Although internet data are abundant, a major problem is that they are unstructured, unorganised, and untapped, explains Brownstein. This issue was exemplified by the outbreak of severe acute respiratory syndrome (SARS). The first reports of an unknown acute respiratory disease in Guangdong Province, China, appeared in late November, 2002; however, the disease was not formally reported to the WHO office in Beijing until Feb 10, 2003. The following day, the Guangzhou Bureau of Health released news of the outbreak to the press. During the same period, there were online discussions about the outbreak on the ProMED-mail system, an internet-based surveillance system operated by the International Society for Infectious Diseases that disseminates information on outbreaks of infectious diseases. By the time the epidemic was officially reported, it had already spread and there were reports of it all over the internet. Brownstein told TLID that these reports were scattered in so many different directions, the disease outbreak was not immediately perceived as being the same incident. The value of HealthMap in this type of situation is that it is able to combine data from all sources and put it into one place. “Yet whether the next pandemic can be picked up using a programme like HealthMap remains to be seen”, Brownstein said.

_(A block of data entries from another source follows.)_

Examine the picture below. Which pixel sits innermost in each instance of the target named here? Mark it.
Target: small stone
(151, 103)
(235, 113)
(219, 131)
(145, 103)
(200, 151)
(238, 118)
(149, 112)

The ECDC is using HealthMap as a complement in its daily routine activities for epidemic intelligence, says Pedro Arias (ECDC, Stockholm, Sweden). “From the point of view of ECDC, the added value of HealthMap is the visual display of gathered information for epidemic intelligence through a world map in one single repository.” He adds that when trying to screen events, it is very helpful to have tools like HealthMap, which can cluster similar media stories together and pinpoint their geographical locations.
“HealthMap is a fascinating way of visualising the distribution of reported infectious disease events at a global level”, says Michael Baker (University of Otago, Wellington, New Zealand). “But obvious limitations are that it tends to draw attention to conspicuous but sometimes quite low-impact events such as norovirus outbreaks, and it would still take quite a bit of time for busy doctors and others to scan the entries and make sense of them.”
HealthMap is now expanding, with a wide range of improvements currently being developed across all components of the system. “We keep adding new languages, and we are going to move into monitoring other internet-based sources such as blogs and discussion groups”, explains Brownstein. Another promising new surveillance source is the ability to compile search queries by individuals, as well as clickstream data, which is a record of a user's activity on the internet, including every website and every page of every website that the user visits.